Cuando ya iba a darse por vencida, apareció una pequeña ventana con datos biográficos.

Steve Nichols, nacido en Los Angeles el 10 de mayo de 1970; madre, Mary-Ann Nichols, padre, Christian Holloway.

Golpeó con fuerza el tablero de la mesa y el responsable, un joven negro vestido de traje y corbata, la miró con curiosidad. Ella le hizo una seña con la mano para tranquilizarlo y le dijo que acababa de encontrar lo que buscaba. Él asintió comprensivo y volvió a concentrarse en su periódico.

El descubrimiento la conmovió. Aún ignoraba lo que aquello podía implicar. Christian Holloway sufría por la muerte de su hijo, pero ¿qué había más allá de su sufrimiento? ¿Tal vez un espíritu vengativo que intentaba averiguar quién o quiénes se hallaban tras el chantaje que llevó a su hijo al suicidio?

Al cabo de un rato, Lucinda regresó, tomó una silla y se sentó. Louise le reveló su descubrimiento.

—Sin embargo, no lo veo claro. Si hubiese ocurrido hace veinte años, habría sido distinto. Pero ahora, no. ¿De verdad crees que alguien se suicidaría hoy por miedo a que se descubriese que tenía el sida?

—Tal vez fue por miedo a que se descubriese que se lo había contagiado un hombre o una prostituta…

Louise comprendió que Lucinda bien podía tener razón.

—Me gustaría que localizaras lo que Henrik estuvo buscando el día que estuvisteis aquí. ¿Sabes manejar un ordenador?

—Que sea camarera de un bar y que, de vez en cuando, haya vivido mi vida como una mujer que se vende en el mercado no significa que no sepa manejar un ordenador. Por si quieres más detalles, fue Henrik quien me enseñó.

—No quería decir eso…

—Tú sabrás mejor que nadie lo que querías decir.

Louise se percató de que había vuelto a herir el orgullo de Lucinda. Le pidió una disculpa que la joven aceptó con un breve gesto de asentimiento, sin pronunciar palabra. Se intercambiaron los asientos y la mano de Lucinda comenzó a teclear.

—Me dijo que quería información sobre algo que había sucedido en China. ¿Cómo se llamaba la página web?… —La joven se esforzaba por recordar—. ¡Aids Report! —exclamó al cabo—. Eso es.

Empezó a buscar mientras sus dedos se deslizaban ágiles sobre el teclado.

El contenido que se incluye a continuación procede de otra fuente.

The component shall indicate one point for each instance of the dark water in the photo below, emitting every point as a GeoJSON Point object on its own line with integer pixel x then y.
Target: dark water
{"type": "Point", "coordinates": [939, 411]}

De pronto, a Louise le vino a la mente una ocasión en que, siendo Henrik muy pequeño, ella había intentado que aprendiese a tocar el piano. Sus manos no tardaron en convertirse en martillos que aporreaban el instrumento con jubiloso brío. Después de tres clases, el profesor de piano le propuso que enseñase a Henrik a tocar el tambor.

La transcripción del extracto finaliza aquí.